“There is always a moment when the night threatens to go aground. A closing-time moment, when the bar lights go bright and you can see who you’ve been drinking with, yelling your personal details to over the noise of the band. It could go either way…” So observes nineteen-year-old photography student Kate McLeod, who has signed on as a ship’s porter five years after the Edmund Fitzgerald disaster. Working to pay her way through school and somewhat directionally adrift, Kate drinks, sows oats with a natural propensity toward losers, and struggles for respect among a cast of hardtack characters. Her moral imperfections are so intertwined with deep-seated goodwill and stifled aspirations that it’s impossible not to root for her wholeheartedly.
Kate’s freighters are an eighth of a mile long. They constantly motor up and down the Great Lakes, conveying material between rust ports (iron ore cargo) and dust ports (grain) in all weather. Her occasional objections to industrial development fall on unsympathetic ears. The arduous work everyone accepts; it’s complications arising from loneliness and grudges which aren’t as easy to take in stride.

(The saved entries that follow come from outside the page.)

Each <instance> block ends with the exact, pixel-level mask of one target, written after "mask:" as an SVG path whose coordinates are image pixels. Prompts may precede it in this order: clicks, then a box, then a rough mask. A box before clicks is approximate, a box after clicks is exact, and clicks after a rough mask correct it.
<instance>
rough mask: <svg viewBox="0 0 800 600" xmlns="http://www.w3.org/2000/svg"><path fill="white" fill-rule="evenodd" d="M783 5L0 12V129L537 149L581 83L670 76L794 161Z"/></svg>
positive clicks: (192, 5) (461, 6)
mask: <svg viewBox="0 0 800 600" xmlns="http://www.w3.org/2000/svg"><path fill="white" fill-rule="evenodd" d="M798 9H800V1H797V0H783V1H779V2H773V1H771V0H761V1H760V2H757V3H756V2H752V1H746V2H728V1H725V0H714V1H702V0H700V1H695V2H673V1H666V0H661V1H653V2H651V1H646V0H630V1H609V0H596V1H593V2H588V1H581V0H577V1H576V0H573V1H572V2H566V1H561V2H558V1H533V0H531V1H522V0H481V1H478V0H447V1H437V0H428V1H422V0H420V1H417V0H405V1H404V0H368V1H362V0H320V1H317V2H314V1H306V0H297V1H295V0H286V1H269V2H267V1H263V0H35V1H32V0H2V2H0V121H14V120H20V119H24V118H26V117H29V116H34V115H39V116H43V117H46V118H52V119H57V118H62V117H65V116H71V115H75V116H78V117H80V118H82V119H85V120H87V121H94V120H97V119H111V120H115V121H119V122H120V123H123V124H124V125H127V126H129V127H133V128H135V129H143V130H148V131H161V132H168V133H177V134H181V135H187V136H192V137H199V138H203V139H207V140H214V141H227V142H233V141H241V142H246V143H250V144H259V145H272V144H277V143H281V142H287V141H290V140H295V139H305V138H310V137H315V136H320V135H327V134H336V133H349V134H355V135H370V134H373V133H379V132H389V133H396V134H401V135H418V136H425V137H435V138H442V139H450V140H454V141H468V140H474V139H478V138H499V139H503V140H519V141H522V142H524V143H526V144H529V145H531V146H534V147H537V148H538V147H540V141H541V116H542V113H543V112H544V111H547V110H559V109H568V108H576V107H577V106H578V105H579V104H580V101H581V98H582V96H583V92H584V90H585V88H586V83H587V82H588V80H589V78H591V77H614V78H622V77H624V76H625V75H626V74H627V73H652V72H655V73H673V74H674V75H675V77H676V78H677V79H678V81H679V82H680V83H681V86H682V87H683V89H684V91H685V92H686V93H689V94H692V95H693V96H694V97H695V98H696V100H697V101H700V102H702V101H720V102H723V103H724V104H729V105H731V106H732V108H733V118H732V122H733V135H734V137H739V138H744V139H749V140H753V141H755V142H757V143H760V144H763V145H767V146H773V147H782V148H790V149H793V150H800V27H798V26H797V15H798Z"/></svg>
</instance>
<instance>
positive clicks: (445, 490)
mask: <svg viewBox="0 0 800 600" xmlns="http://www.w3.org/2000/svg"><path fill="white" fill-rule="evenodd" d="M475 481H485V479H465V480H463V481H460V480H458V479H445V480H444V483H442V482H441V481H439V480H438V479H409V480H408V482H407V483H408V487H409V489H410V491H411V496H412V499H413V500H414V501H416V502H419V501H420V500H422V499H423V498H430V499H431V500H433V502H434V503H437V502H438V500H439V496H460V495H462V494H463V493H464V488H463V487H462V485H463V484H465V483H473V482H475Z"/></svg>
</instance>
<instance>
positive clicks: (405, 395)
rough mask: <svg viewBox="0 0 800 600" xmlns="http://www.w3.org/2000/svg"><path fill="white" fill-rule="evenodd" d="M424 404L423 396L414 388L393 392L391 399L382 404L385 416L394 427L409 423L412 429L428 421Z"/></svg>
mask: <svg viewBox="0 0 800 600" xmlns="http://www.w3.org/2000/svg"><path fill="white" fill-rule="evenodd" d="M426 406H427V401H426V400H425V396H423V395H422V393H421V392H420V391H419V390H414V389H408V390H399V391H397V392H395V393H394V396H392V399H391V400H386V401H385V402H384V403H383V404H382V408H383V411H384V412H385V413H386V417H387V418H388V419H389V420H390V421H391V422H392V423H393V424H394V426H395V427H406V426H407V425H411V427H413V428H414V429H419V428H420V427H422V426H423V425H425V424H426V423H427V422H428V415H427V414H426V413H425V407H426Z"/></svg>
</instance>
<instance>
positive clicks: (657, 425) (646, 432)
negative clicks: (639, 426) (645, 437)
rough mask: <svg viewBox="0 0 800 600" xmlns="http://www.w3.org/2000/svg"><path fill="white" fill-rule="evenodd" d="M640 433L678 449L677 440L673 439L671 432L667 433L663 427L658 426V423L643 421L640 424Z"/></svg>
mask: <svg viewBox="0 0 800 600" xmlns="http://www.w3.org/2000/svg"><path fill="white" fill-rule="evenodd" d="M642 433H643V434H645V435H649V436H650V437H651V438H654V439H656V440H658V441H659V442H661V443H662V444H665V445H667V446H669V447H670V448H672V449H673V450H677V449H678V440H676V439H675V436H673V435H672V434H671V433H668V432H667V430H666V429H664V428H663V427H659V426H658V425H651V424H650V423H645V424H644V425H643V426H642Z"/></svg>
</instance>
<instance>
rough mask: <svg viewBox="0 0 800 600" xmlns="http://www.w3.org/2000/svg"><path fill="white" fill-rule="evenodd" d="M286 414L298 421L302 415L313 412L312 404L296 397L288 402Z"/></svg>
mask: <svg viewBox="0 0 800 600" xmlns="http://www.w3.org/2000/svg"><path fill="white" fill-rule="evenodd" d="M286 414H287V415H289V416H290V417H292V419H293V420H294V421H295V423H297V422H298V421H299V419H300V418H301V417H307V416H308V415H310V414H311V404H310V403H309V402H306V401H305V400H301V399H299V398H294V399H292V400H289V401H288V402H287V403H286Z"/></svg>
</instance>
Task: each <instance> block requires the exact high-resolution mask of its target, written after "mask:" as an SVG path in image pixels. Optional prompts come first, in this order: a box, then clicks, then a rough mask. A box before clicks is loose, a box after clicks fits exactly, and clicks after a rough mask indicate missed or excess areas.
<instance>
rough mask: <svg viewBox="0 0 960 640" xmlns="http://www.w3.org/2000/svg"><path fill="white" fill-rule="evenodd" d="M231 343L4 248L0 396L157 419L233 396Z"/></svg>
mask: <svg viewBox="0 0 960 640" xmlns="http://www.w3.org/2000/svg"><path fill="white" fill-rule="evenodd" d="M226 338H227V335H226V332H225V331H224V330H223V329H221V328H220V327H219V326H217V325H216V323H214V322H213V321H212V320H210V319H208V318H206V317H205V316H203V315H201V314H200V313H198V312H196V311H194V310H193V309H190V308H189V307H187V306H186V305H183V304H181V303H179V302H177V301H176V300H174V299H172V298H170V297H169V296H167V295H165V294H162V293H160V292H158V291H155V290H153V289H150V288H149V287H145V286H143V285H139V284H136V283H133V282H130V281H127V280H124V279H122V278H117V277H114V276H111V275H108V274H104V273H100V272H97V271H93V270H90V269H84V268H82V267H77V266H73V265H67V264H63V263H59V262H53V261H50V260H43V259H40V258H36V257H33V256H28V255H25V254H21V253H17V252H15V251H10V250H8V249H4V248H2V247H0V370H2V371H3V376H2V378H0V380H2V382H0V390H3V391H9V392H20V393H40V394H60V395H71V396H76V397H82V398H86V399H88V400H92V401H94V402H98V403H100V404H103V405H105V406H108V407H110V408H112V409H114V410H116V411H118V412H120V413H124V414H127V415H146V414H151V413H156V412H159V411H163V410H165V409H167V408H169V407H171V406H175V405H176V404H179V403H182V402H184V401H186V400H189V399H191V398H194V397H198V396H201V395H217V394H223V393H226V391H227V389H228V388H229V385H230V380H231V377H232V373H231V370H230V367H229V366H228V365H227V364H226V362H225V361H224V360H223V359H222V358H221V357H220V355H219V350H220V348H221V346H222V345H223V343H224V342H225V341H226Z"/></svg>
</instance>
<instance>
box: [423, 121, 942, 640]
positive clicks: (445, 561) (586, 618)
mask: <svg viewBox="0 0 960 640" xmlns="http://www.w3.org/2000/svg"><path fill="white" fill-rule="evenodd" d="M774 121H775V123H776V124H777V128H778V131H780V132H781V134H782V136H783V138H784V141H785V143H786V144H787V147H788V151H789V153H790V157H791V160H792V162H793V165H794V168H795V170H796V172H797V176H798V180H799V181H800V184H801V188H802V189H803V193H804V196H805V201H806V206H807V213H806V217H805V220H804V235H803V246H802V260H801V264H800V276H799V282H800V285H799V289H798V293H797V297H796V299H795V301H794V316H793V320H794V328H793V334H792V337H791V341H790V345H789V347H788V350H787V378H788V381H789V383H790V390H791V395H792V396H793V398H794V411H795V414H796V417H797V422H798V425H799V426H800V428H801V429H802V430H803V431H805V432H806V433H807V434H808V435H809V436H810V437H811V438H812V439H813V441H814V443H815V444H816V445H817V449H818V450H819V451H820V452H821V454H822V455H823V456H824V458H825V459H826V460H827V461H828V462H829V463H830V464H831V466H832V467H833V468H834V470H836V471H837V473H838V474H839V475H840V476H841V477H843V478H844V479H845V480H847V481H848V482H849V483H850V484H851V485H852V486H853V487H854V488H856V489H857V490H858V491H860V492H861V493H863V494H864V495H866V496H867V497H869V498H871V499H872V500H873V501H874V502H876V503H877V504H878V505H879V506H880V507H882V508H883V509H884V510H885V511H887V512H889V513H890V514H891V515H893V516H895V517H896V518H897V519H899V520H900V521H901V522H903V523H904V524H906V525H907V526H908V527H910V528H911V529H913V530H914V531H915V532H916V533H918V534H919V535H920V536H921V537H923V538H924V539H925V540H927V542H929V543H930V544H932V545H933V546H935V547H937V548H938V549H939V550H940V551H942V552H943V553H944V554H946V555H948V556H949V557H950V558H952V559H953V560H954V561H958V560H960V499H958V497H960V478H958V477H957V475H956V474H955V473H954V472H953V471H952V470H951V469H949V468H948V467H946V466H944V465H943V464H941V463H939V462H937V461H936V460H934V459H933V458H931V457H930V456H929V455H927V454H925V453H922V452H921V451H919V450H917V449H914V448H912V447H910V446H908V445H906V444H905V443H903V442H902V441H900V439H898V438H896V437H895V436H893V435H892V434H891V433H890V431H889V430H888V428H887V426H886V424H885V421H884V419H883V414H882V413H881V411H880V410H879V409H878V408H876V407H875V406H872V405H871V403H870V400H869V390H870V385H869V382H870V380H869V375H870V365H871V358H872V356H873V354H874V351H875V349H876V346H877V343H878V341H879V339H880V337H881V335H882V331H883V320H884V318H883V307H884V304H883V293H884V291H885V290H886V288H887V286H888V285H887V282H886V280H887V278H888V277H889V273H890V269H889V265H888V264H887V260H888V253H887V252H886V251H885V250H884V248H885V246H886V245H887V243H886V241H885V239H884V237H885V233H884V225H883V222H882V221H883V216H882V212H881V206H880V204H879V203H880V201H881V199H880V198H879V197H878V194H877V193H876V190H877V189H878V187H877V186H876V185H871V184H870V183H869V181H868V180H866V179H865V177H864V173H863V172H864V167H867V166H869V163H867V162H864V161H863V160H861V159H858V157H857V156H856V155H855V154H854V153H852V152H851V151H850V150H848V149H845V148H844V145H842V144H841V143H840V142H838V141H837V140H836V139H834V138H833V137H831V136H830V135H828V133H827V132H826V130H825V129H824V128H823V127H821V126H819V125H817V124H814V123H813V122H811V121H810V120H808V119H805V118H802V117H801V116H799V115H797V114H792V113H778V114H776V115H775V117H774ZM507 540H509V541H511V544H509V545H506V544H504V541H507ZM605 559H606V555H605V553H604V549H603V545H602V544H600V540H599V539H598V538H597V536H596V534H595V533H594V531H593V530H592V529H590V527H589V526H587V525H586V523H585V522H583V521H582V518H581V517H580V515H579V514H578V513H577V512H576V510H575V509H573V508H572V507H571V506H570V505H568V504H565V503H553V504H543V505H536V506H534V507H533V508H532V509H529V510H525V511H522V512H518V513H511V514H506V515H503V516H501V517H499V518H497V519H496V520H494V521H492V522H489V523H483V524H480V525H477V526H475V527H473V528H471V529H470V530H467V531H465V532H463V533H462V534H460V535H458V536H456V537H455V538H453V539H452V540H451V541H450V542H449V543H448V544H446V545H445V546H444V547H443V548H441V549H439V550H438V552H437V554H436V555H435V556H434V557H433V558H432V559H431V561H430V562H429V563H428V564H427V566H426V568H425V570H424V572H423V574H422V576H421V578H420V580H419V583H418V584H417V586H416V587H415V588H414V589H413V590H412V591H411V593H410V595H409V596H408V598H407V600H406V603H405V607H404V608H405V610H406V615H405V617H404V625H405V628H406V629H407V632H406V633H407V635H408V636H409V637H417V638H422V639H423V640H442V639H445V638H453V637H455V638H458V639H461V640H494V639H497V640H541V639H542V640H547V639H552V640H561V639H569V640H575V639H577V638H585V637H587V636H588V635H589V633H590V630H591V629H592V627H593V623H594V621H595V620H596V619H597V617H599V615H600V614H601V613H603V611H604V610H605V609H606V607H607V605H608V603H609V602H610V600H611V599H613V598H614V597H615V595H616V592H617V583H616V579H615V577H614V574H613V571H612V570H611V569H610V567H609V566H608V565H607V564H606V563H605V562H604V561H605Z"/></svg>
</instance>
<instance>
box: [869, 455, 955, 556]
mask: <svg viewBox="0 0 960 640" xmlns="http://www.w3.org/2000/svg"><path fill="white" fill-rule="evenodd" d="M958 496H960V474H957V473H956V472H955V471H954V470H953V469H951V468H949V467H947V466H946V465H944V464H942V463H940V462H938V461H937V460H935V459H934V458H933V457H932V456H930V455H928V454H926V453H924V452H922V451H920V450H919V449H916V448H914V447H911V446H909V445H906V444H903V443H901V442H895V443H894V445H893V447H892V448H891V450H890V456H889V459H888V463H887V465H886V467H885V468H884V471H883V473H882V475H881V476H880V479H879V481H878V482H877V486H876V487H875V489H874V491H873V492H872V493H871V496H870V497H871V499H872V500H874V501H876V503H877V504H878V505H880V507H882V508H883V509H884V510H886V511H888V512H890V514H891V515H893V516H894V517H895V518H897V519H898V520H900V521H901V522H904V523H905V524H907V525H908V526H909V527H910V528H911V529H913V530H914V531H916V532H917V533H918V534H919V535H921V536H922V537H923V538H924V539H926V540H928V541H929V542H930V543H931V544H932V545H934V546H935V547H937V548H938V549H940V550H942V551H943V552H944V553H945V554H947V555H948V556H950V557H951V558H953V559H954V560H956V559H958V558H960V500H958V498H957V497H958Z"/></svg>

This engrossing coming of age story has real literary merit, though frankly described sexuality has it straddling the line between a general adult audience and perhaps the most mature of young adult readers. Sailor Girl balances between salty action with lyrical perception, as when Kate meets the antagonist: “…he came toward her along the companionway, wearing a white tee, light from the portholes strobing across his cheekbones. She would always remember the first sight of him, like a strip of negatives, dark and light, dark and light.”
The book has two minor plot flaws: a dangerous situation bubbling away in the background resolves itself in an anticlimactic confrontation, and a tension-raising home invasion is dismissed as a red herring. But those are just passing beeps on the sonar of a fascinating larger picture of life on the water. The longtime Toronto Globe and Mail editor, who paid for her own education as the protagonist does, shows herself to be a talented prose stylist whose credibly complex characters refuse to follow in anyone else’s wake.